El presidente de Estados Unidos, Donald Trump, reactivó este lunes el tema de la península coreana al manifestar públicamente su disposición para reunirse de nuevo con el líder de Corea del Norte, Kim Jong-un. La declaración tuvo lugar en Washington, durante la visita oficial del presidente surcoreano, Lee Jae-myung, quien asumió el poder en junio y viajó a la Casa Blanca para sostener su primer encuentro bilateral con el mandatario estadounidense.
Trump señaló que mantiene una “excelente relación” con Kim y expresó confianza en que un nuevo acercamiento pueda darse antes de que concluya el año. “Es posible, me gustaría volver a verlo”, afirmó el presidente estadounidense al ser consultado sobre la posibilidad de reanudar el diálogo con Pyongyang. El comentario marca un giro en la agenda internacional de su gobierno, que hasta ahora había mantenido un perfil más bajo respecto a Corea del Norte en comparación con su primer mandato.
El presidente surcoreano alentó la idea de que Trump retome un papel activo en los esfuerzos de pacificación regional. En tono distendido, Lee incluso sugirió la construcción de un “Trump World” en territorio norcoreano como símbolo de reconciliación, lo que arrancó sonrisas en la sala de prensa, aunque también subrayó la importancia de mantener canales de diálogo abiertos entre las dos Coreas.
El acercamiento propuesto por Trump revive el recuerdo de las cumbres sostenidas con Kim Jong-un entre 2018 y 2019, que generaron expectativas globales aunque no lograron compromisos duraderos sobre la desnuclearización de la península. Desde entonces, los contactos directos entre Washington y Pyongyang se han interrumpido, mientras Corea del Norte ha continuado con pruebas de misiles y con el fortalecimiento de su programa armamentista, lo que mantiene la tensión en la región.

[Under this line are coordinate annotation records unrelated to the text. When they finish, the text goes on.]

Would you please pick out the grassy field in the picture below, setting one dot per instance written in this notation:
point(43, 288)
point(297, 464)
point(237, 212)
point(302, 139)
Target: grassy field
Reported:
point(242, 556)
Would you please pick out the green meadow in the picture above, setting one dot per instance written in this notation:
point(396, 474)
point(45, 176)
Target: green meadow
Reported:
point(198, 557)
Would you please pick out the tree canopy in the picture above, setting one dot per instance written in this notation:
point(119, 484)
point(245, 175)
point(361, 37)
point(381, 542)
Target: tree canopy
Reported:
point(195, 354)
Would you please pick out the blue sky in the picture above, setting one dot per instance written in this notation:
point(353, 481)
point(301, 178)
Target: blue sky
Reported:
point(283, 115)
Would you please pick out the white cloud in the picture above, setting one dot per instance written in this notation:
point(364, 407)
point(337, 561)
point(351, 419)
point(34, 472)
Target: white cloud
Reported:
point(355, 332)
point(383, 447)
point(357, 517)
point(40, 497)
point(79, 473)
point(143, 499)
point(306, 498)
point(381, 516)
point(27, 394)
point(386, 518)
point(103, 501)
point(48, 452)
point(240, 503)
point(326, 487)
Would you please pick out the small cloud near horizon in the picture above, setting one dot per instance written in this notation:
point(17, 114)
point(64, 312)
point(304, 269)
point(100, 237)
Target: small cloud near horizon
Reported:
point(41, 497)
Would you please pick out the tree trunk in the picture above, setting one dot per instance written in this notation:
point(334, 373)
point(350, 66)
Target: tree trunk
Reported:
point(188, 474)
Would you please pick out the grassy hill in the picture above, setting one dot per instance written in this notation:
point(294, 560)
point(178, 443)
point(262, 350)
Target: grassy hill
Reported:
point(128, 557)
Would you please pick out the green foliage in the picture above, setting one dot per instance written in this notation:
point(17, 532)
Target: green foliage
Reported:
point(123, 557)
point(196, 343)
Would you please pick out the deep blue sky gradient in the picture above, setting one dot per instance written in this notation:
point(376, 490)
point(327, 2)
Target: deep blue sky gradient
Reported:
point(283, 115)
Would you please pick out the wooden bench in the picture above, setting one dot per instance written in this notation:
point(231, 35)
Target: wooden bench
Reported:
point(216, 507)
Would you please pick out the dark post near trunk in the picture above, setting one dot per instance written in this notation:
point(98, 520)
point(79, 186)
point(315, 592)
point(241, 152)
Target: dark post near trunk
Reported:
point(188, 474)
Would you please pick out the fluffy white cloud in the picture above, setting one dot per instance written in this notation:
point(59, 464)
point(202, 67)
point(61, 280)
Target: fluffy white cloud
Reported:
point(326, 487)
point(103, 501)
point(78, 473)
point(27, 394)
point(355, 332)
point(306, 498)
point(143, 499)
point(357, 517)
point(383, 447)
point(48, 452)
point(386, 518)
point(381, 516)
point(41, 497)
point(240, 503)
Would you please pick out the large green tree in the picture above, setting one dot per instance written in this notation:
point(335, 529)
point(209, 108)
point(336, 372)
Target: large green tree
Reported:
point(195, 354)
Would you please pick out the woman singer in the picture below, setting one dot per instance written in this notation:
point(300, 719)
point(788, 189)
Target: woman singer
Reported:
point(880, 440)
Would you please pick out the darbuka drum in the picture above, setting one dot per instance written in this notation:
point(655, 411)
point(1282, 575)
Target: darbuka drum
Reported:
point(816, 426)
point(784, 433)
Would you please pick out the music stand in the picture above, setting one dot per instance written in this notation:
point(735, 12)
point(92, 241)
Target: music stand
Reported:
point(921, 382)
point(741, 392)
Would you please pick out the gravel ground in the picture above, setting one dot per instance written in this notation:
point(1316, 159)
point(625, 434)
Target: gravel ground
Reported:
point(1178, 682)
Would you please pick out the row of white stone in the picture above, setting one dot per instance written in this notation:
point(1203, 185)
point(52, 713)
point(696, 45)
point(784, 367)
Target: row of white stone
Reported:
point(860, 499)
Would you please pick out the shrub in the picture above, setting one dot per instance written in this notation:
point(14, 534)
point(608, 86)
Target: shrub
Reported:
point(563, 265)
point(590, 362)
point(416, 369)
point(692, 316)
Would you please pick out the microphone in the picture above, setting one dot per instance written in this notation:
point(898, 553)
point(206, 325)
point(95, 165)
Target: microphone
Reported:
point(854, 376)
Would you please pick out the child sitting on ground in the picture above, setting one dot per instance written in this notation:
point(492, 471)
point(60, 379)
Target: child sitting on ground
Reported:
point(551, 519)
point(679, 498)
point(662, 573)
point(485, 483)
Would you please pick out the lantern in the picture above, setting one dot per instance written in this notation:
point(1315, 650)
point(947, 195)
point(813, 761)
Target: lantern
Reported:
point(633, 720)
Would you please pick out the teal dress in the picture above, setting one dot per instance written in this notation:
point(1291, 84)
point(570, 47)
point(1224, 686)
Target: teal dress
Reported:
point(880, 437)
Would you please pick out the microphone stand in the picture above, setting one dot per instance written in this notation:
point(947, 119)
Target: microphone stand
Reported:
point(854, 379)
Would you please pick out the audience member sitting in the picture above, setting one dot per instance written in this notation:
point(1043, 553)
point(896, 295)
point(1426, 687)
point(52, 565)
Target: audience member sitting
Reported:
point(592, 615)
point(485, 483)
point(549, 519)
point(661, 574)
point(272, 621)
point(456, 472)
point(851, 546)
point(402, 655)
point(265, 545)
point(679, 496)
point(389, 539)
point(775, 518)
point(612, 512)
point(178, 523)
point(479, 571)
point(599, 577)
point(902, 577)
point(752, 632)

La eventual reanudación de contactos plantea interrogantes sobre la estrategia diplomática de Estados Unidos bajo la actual administración. Trump no ofreció detalles sobre los términos de una posible reunión ni sobre las condiciones que exigiría a Pyongyang, pero subrayó que confía en que el vínculo personal con Kim pueda servir como punto de partida para retomar negociaciones.
El gesto también tiene implicaciones para Seúl, que busca asegurar un papel protagónico en cualquier diálogo que involucre a Corea del Norte. El presidente Lee Jae-myung reiteró su interés en mantener una coordinación estrecha con Washington y destacó que la estabilidad en la península es un objetivo compartido por ambos países.
El anuncio ocurre en un contexto en el que la comunidad internacional observa con cautela los movimientos de Corea del Norte, cuyo hermetismo dificulta prever una respuesta oficial inmediata a las declaraciones de Trump. Sin embargo, el mensaje envía una señal de que la relación personal entre ambos líderes podría ser utilizada de nuevo como herramienta diplomática.